A Unified Framework for Small Secret Exponent Attack on RSA

Abstract

In this paper, we present a lattice based method on small secret exponent attack on the RSA scheme. Boneh and Durfee reduced the attack to finding the small roots of the bivariate modular equation: x(N+1+y)+1 ≡ 0 (mod e), where N is an RSA modulus and e is the RSA public key and proposed a lattice based algorithm for solving the problem. When the secret exponent d is less than N^0.292, their method breaks the RSA scheme. Since the lattice used in the analysis is not full-rank, the analysis is not easy.
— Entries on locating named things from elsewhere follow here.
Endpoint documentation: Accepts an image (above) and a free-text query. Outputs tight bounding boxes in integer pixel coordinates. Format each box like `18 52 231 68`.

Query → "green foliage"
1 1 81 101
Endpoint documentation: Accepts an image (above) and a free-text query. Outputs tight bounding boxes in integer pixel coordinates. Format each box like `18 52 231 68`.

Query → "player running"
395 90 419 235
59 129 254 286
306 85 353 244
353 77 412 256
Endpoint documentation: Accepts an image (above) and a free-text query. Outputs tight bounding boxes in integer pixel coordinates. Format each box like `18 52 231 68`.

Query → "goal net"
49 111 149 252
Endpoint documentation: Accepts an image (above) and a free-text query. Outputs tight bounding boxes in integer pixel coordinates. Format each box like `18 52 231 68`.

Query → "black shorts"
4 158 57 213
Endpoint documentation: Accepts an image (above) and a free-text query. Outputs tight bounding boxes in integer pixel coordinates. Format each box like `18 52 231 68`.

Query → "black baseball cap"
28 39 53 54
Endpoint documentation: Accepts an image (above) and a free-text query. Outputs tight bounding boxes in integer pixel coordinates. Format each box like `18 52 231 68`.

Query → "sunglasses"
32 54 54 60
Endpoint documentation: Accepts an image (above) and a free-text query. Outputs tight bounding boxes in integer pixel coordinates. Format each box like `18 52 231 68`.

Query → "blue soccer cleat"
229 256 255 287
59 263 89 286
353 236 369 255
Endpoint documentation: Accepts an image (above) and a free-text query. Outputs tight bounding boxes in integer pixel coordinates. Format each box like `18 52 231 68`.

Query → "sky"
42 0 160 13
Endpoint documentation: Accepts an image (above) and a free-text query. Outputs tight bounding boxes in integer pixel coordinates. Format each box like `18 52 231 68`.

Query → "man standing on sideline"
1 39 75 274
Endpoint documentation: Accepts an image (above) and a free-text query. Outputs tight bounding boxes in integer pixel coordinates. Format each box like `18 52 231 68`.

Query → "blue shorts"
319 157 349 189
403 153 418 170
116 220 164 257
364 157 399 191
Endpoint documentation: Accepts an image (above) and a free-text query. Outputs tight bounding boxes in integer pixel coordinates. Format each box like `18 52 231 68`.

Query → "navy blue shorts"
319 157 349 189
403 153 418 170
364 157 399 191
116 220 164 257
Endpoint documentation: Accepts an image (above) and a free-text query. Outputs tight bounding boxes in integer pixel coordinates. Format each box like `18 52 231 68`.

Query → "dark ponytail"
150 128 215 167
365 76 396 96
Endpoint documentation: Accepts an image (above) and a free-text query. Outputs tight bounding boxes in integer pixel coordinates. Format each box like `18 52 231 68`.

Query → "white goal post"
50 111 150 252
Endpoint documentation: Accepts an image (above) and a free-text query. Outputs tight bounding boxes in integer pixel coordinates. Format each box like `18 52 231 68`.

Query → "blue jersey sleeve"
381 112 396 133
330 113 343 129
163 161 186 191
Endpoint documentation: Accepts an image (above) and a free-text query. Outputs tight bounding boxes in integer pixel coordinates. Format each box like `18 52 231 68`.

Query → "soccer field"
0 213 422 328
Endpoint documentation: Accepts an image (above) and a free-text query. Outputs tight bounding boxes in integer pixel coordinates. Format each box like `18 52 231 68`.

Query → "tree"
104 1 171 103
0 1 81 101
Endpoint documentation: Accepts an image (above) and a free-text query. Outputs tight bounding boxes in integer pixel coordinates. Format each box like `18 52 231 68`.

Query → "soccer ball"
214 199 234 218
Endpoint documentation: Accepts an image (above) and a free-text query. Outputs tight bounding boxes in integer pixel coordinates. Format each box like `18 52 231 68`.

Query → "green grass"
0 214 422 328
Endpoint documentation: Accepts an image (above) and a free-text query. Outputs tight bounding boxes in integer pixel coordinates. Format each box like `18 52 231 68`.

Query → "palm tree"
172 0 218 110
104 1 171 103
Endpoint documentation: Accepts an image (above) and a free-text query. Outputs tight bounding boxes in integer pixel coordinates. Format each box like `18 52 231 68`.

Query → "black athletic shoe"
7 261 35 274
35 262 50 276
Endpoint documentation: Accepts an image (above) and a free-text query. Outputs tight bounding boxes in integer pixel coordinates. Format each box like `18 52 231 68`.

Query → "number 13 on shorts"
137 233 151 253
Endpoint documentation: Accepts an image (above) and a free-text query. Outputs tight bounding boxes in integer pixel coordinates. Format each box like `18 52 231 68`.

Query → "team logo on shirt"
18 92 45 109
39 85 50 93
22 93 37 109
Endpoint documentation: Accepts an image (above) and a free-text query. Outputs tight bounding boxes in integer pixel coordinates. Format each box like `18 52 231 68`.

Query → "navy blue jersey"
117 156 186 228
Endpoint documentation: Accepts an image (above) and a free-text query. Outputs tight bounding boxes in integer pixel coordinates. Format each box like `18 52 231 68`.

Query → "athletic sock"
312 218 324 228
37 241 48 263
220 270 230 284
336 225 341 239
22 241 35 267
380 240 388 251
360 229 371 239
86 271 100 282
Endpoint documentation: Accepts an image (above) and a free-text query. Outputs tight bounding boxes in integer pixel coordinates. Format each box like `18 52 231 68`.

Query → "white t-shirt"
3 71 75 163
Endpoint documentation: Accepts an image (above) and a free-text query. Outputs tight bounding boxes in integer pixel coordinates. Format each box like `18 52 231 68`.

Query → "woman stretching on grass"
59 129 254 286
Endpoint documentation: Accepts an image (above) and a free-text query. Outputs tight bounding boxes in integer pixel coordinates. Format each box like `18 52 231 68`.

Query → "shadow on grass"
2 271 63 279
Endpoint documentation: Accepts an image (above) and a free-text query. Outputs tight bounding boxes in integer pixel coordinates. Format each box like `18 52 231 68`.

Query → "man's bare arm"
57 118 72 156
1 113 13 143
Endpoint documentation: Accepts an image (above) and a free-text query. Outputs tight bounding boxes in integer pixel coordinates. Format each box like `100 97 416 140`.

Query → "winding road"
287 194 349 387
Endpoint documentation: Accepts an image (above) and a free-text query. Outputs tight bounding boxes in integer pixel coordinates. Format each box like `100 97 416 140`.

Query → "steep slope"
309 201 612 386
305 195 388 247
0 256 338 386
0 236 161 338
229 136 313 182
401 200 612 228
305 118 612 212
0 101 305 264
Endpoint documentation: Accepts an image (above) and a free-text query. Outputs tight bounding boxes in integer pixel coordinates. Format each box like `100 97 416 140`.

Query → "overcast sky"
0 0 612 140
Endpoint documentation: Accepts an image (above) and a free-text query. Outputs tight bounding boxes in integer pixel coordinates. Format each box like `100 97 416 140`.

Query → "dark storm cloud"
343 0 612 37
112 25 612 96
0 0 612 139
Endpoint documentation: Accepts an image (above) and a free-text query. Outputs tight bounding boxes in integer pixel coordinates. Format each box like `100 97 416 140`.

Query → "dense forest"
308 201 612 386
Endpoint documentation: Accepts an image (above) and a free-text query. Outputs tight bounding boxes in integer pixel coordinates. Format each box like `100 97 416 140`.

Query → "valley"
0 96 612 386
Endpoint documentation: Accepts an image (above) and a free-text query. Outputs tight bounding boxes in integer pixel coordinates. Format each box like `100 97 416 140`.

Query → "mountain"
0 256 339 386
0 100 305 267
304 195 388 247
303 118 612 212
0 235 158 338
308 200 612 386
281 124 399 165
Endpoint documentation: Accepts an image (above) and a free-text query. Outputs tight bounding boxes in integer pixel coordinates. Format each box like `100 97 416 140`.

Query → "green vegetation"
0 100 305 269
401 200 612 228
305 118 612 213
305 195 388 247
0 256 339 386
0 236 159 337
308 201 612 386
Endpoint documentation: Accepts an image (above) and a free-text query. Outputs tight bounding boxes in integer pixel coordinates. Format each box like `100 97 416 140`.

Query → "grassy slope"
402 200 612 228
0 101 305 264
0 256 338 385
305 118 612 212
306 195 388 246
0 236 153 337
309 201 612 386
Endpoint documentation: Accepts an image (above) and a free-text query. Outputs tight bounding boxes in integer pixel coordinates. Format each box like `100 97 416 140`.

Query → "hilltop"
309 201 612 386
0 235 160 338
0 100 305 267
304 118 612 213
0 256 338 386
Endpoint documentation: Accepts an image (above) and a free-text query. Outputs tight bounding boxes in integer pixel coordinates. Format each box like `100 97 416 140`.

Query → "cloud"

Blömer and May proposed an alternative algorithm that uses a full-rank lattice, even though it gives a bound (d≤N^0.290) that is worse than Boneh-Durfee. However, the proof for their bound is still complicated. Herrmann and May, however, have given an elementary proof for the Boneh-Durfee's bound: d≤N^0.292. In this paper, we first give an elementary proof for achieving Blömer-May's bound: d≤N^0.290. Our proof employs the unravelled linearization technique introduced by Herrmann and May and is rather simpler than that of Blömer-May's proof. We then provide a unified framework — which subsumes the two previous methods, the Herrmann-May and the Blömer-May methods, as a special case — for constructing a lattice that can be are used to solve the problem. In addition, we prove that Boneh-Durfee's bound: d≤N^0.292 is still optimal in our unified framework.